Sur le plateau, c’est une crise de boulimie où couleurs, images et voix se percutent pour un plat résistant. Une expérience théâtrale, où l’on suit avec curiosité une actrice seule dans ses métamorphoses et ses digestions émotionnelles.
Elle prépare ses couleurs, les applique au pinceau ou avec les doigts, se lave, parfois sagement, parfois salement... Sur sa peau, des femmes se dessinent lentement, monstrueuses, magiques, ou mystérieusement fantasmées d’un lointain voyage.
Saupoudré de vidéos, d’hymnes à la nourriture et de performances, ce spectacle aux écritures plurielles parle de la faim comme d’un désir amoureux inassouvi.
Mon envie était de concevoir un acte scénique de bout en bout, de l’écriture à l’interprétation, en passant par la création plastique, vidéo, lumières... J’avais ce besoin urgent de me réapproprier mes histoires, parce que les textes des autres ne me nourrissaient plus.
Partir de moi, de là où j’en suis, de ce que j’ai a envie de dire. Car, les histoires que je connais le mieux, ce sont les miennes.
Je suis partie donc d’une écriture sans correction, sans retouche, brute, répétitive, angoissée, et obsessionnelle, cynique et imagée, brève et à peine fi ctionnée... Pour livrer des histoires de femmes, qui parlent de leur dedans et de leur dehors, de leurs faims, de leur corps, de leur peau et de leurs désirs.
Parler des femmes donc, mais dérouler cette bobine énorme par un bout.
Partir de son estomac comme une image de ce qu’elle a au fond du bide, les bas fond de son âme : ses désirs, sa sexualité, ses frustrations, sa rage, ses enfants pas nés.
Il y a quelque chose de magique dans cette zone du corps. Une vie interne et cachée, qui se déroule, sans que les autres ne s’en doutent. Comment ce qui bouillonne à l’intérieur, peut-il nous faire changer de peau ? Comment ce qu’on a au plus profond, son secret, son origine, sa faim peut ressurgir sur nos peaux ?
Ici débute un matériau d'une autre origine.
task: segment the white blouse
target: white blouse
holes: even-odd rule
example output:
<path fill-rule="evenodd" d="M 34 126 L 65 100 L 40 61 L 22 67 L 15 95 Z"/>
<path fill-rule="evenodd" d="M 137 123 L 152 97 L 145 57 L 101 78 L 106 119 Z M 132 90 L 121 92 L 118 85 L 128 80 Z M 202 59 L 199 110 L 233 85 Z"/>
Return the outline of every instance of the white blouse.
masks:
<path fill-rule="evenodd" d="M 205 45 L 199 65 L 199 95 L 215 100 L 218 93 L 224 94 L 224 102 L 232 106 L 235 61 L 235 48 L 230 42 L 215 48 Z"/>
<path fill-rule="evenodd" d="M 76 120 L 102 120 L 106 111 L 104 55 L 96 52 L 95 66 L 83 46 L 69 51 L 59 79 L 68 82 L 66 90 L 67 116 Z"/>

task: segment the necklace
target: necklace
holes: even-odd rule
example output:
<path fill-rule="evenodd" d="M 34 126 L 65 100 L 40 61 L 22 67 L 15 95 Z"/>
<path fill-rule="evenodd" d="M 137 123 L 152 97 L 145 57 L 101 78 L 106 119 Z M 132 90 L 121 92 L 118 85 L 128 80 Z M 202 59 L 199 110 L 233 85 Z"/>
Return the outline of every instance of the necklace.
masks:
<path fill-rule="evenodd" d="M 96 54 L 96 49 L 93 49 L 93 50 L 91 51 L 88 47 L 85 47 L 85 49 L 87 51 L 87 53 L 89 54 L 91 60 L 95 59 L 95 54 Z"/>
Le maquillage est ici utilisé pour créer chacun des personnages. Il remplace le costume.
On pense bien sûr à l’apanage féminin, mais on hésite avec la dimension artistique du peintre et de sa toile, ou bien avec le masque rituel des cérémonies initiatiques de certains peuples d’Afrique noire. On ne peut s’en empêcher ; c’est aussi ce que dit ma peau noire.
A partir de mes propres besoins d’expression, de mes fantasmes artistiques, des images qui me hantent, je travaille sur un sujet qui me questionne de l’intérieur, pour ensuite l’exporter artistiquement et voir en quoi il s’universalise.
Après cette première étape d’écriture, j’ai souhaité m’entourer d’une équipe artistique venue d’horizons différents afin d’utiliser les spécificités expressives de chaque discipline : (création vidéo, création sonore, maquillage, théâtre, performance) leur complémentarité et leurs décalages pour explorer ces thématiques sur le plateau.